73% of UK vapers say they throw away single-use vapes and 3% of UK vapers say they drop single-use vapes on the ground – which rises to 8% for 16-18 year olds.
The main reason that 16-18 tend to throw away or drop their vapes is because they don’t want the people they live with to know they vape – 31% compared to 8% of the population.
Last year, Material Focus conducted research that identified that 700 fires are caused by batteries hidden inside electricals such as vapes in the waste stream.
The research follows calls for a complete ban on single-use vapes, including from the North London Waste Authority, Local Government Association, and the British Metal Recycling Association. This week (4 September), First Minister Humza Yousaf said the Scottish government will consult on banning single-use vapes.
The fire service has also warned the public about the dangers of disposing of lithium batteries in household waste bins after two separate bin lorries caught fire within an hour of each other.
Defra’s comments on disposable vapes
Material Focus says the yearly cost of collecting and recycling single-use vapes isn’t being paid for by vape producers, importers and retailers.
However, earlier this month (September), Waste and Resources Minister Rebecca Pow said the Waste Electrical and Electronic Equipment (WEEE) Regulations require producers to take “financial responsibility” for collecting and treating single-use vapes when they become waste at household waste recycling centres (HWRCs) or are returned to retailers.
Pow also committed Defra (Department of Environment, Food and Rural Affairs) to consulting on reviewing the existing WEEE regulations in 2023 to ensure the treatment costs of vapes falls on manufacturers or importers.
Defra has recently commissioned research on the market for, the environmental impacts of and associated cost impacts of disposable vapes, Pow said, which will be published “in due course”.
She also claimed that there is currently “no cost to the public purse” for recycling disposable vapes that are deposited at household waste recycling centres (HWRCs).
Our Environmental Improvement Plan sets out our plan to review rules for waste electricals this year.
In a statement given to Circular Online, a government spokesperson said: “The government is very concerned about the environmental impacts of disposable vapes and will shortly publish a response to its call for evidence on vaping which closed in June.

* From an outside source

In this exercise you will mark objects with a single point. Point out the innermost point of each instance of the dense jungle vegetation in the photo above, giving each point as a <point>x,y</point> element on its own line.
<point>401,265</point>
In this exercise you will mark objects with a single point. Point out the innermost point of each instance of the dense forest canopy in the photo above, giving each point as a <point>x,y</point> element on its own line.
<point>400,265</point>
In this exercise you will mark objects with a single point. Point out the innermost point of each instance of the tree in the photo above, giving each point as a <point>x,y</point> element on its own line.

“All electrical waste should be properly disposed of and recycled to protect our environment – this includes disposable vape pens.

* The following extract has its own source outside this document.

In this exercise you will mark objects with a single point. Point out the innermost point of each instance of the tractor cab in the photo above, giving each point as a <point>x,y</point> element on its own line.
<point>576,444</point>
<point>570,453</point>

“Our Environmental Improvement Plan sets out our plan to review rules for waste electricals this year. As part of this, we will consider what changes in legislation are needed to ensure the vaping sector foots the bill for the collection and treatment of their used products.”
Is there a solution?
Material Focus has called for “immediate, significant and transparent” voluntary vape industry action to implement a widely accessible take-back and recycling scheme for disposable vapes, alongside a communications campaign to raise public awareness, “in advance of planned regulatory changes already earmarked by Defra”.
The not-for-profit organisation also said all supermarkets, high street convenience stores, petrol stations, and specialist vape stores should be taking back old single-use vapes when customers buy new ones.
We need rapid growth in the number of accessible and visible vape recycling drop-off points.
Butler commented: “Very few producers and retailers comply with environmental regulations and haven’t put recycling drop-off points and systems in place. This all means that too often local authorities are being burdened with the major operational and financial headaches associated with what is now the fastest-growing and most dangerous waste stream in the UK, single-use vapes.
“Vapes, like any other electrical with a plug, battery or cable, should never be binned and always be recycled as a minimum. We need rapid growth in the number of accessible and visible vape recycling drop-off points. And we need proper financing of genuine recycling solutions to recover materials and manage fire risks.”